A quanto dici mi viene in mente di aggiungere il famoso trascorso “Fondo per l’accesso al credito..” che il governo aveva messo a disposizione nel 2011 più volte ritoccato e poi affossato dalle stesse complicate normative che imponevano tassi di finanziamento addirittura inferiori a quelli di mercato e a cui le banche ovviamente non potevano permettersi di aderire. Risultato: in un anno furono concessi solo 45 mutui che impegnarono il fondo per il solo 10% del budget messo a disposizione. Tante splendide parole ed ennesima bufala governativa su cui è stata apposta una enorme pietra sopra col titolo THE END!

L’incapacità di normare è uno degli aspetti che frenano qualsiasi iniziativa governativa concordo, ma purtroppo personalmente coltivo da tempo l’idea di una precisa ricorrente ed istintiva strategia politica: l’affannosa ed infantile ricerca dell’imprescindibile consenso politico ed elettorale che è sinonimo di debolezza di ogni governo che si avvicenda sugli scranni. Iniziative che nascono male per eccessivo e strampalato marasma normativo ma anche macchiate dalla reale considerazione di essere in realtà inapplicabili, cosa che emergerà con tutta la sua inconsistenza solo in un secondo momento quando un nuovo governo si avvicenderà al precedente.. Intanto però l’annuncio delle belle intenzioni avrà sortito il suo bell’effetto politico.. annuncio che viene poi protetto e pompato con tanto di fanfara dagli organi di informazione che usano sguazzare sulla superficie delle notizie con un misto di incapacità di affondo e conservatrice collusione.

Anche il ministro a mio avviso si è dimostrato ingenuo nel supporre che le banche potessero effettivamente aderire come richiesto dal decreto, ma anche lui, bisogna ammetterlo, negli annunci roboanti da dare che lo hanno portato a cavalcare l’iniziativa non ha assolutamento voluto rinunciare. Quel famoso annuncio del segnale concretissimo alle famiglie che dal 5 marzo finalmente potevano andare in banca a chiede un mutuo plafond, è stato l’esempio del riflesso condizionato di un modo di fare politica tutto nostro ma che deve assolutamente cambiare. La serietà ed il rispetto prima di tutto. La politica ormai è un mercato di pelli di orso.

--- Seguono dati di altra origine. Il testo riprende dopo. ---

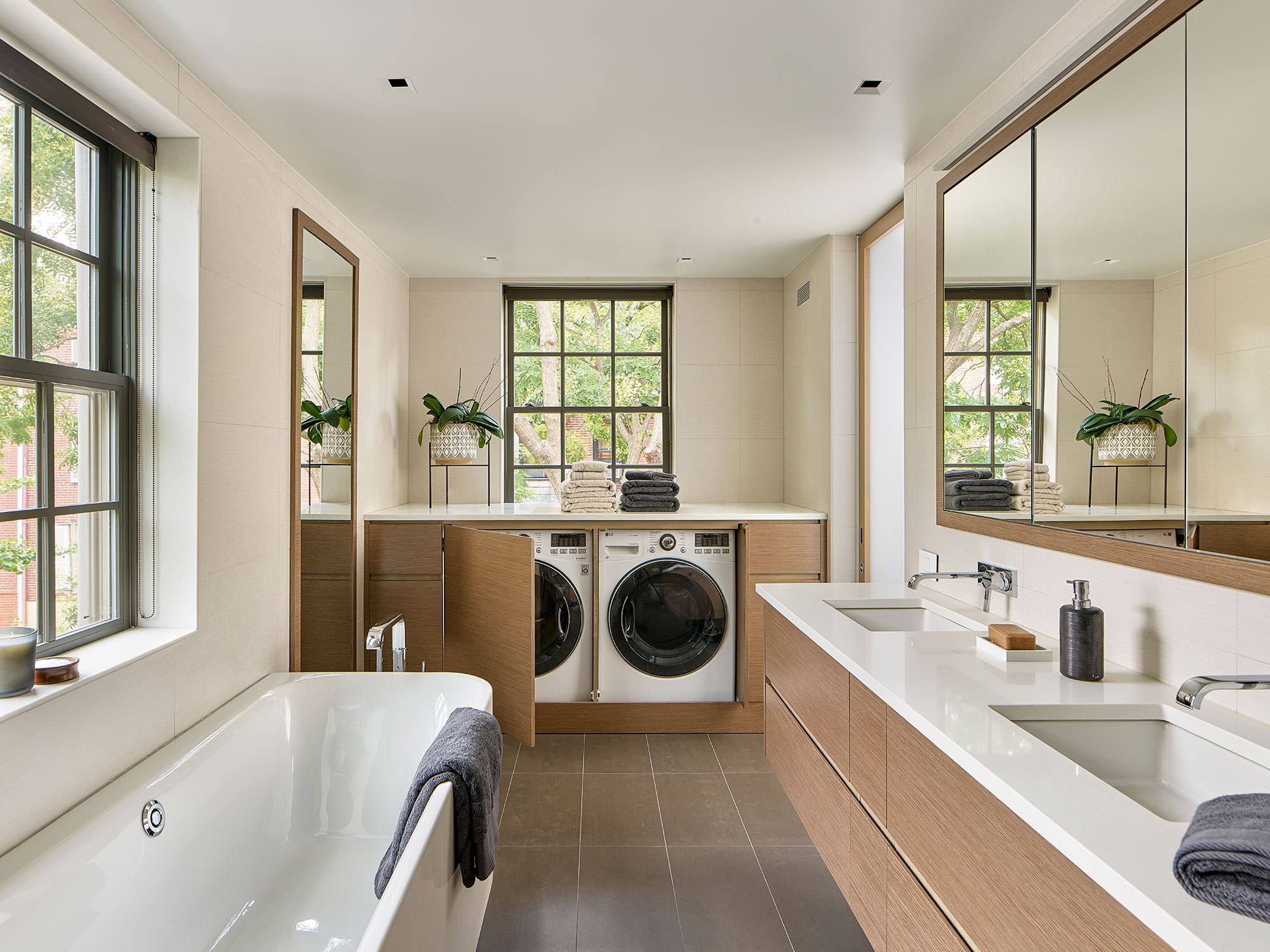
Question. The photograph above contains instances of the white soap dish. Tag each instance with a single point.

Altro nodo, altra domanda che sempre mi pongo è: perchè mai l’informazione “ufficiale” non riesce a svelare la totale inconsistenza di questa ennesima farsesca iniziativa governativa? A volte mi immagino cosa potremmo mai fare noi di aiutomutuo se avessimo le stesse risorse logistiche ed economiche di un grande organo di informazione..

Come noi tanti altri riescono a fare sana e disinteressata informazione con poco e niente, questo è il bello del web… basta cercare.

ti ringrazio per aver voluto esprimere il tuo commento in questo blog, Luca..
ci hai impreziosito con un invidaibile piccolo tassello di apprezzamento che fa sempre piacere registrare almeno a noi del blog che viviamo essenzialmente di questo.